CrowdRender: Why we built a network rendering platform

Since 2013 we’d been working on a problem that had kept us, or rather out computers up at night, how to get content rendered. In particular we we’re spending a lot of render time doing small tests. The purpose of those tests was to make sure there were no bugs in our work prior to committing our work to completely render, start to finish. We’d been here many times, very long render times and the uncomfortable feeling of whether the work would be finished in a reasonable timeframe.

I’m not going to lie, we’re not the worlds greatest artists, but we are very good at solving problems. So we set about building an addon that could use whatever computers we had available. This made sense to us since we did have a few machines lying idle that we couldn’t use in rendering the single frames we wanted to do in our tests. But, we couldn’t find any software that could use multiple machines to accelerate rendering a single frame, not for blender at least. Another problem we found with the existing network rendering solutions was the fact that the whole file has to be updated each time a change to the scene is made.

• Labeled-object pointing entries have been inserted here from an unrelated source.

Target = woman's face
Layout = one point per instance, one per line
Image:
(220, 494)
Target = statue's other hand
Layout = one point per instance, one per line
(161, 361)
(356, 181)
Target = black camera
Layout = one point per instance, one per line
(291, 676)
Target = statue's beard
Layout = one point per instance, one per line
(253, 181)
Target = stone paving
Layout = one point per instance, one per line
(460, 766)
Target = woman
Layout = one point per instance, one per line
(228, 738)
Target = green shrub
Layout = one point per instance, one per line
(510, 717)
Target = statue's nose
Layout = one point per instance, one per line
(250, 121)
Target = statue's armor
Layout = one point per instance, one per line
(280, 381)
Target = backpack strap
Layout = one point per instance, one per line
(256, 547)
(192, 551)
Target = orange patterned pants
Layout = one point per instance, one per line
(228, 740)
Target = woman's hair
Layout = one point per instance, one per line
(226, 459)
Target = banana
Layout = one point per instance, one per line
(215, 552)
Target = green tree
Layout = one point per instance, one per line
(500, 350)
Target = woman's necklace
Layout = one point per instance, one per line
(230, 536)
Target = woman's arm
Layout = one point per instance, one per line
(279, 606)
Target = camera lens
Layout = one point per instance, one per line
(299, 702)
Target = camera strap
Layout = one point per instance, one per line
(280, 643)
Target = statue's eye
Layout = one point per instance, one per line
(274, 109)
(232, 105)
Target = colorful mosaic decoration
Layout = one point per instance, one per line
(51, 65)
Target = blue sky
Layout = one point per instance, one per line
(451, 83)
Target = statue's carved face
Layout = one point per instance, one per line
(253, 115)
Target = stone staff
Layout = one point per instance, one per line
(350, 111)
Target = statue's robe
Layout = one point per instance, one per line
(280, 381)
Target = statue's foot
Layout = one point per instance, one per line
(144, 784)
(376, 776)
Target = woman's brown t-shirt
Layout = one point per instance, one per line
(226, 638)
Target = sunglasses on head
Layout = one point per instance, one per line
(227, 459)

This wasn’t a problem for small files, but for larger files it becomes very bandwidth intensive, especially if a large number of machines is involved.

Many development hours later we built a system that can stream edits to a scene in real time from one computer to another and then stream back the rendered image parts into blender’s “Render Result”. This makes for fast turn around times when you are testing scenes prior to committing to a full render for production as well as being able to render the complete animation as well. It works with as little as just two machines and we’re working on supporting, dare I say it, unlimited!

We presented a demonstration of our early prototype at the 2016 Blender Conference – you can see our presentation here:

Since we presented, we’ve modified our prototype to make it ready for testing and built a website to support our addon. We’ve been lucky to have lots of artists become subscribers with many of them requesting to be a part of the alpha testing.

Our alpha testing is perhaps the most important part of our project to date, we’ve got a lot of ideas of how the beta version should work, but we want artists to lead us, tell us what they need so we can prioritise our work. When our subscribers test the addon, they’ll be able to give us very valuable feedback on what matters to them in helping them create and finish their work.

So the future, partly it depends on the response from the artist community as to what they need when it comes to rendering, either for testing new ideas, debugging or final rendering. We also have our own ideas we’d like to try. For example, we’re working with the team behind the short film Lukes Escape to help them group their machines together for a final render. The problem they face is, they have no office and the team is spread out across the world. So our solution has to work over the internet. To fix that problem we’re working on a solution that will help teams share their physical computers as well as their talents to accelerate rendering.

We’re very excited (as you can imagine) as we’re releasing our alpha in (hopefully) a few days from the time of posting this article. If you would like to test our alpha release, head to www.crowdrender.com.au where you can register. We’ll contact you via e-mail when we release the software.

What makes our platform different from sheepit?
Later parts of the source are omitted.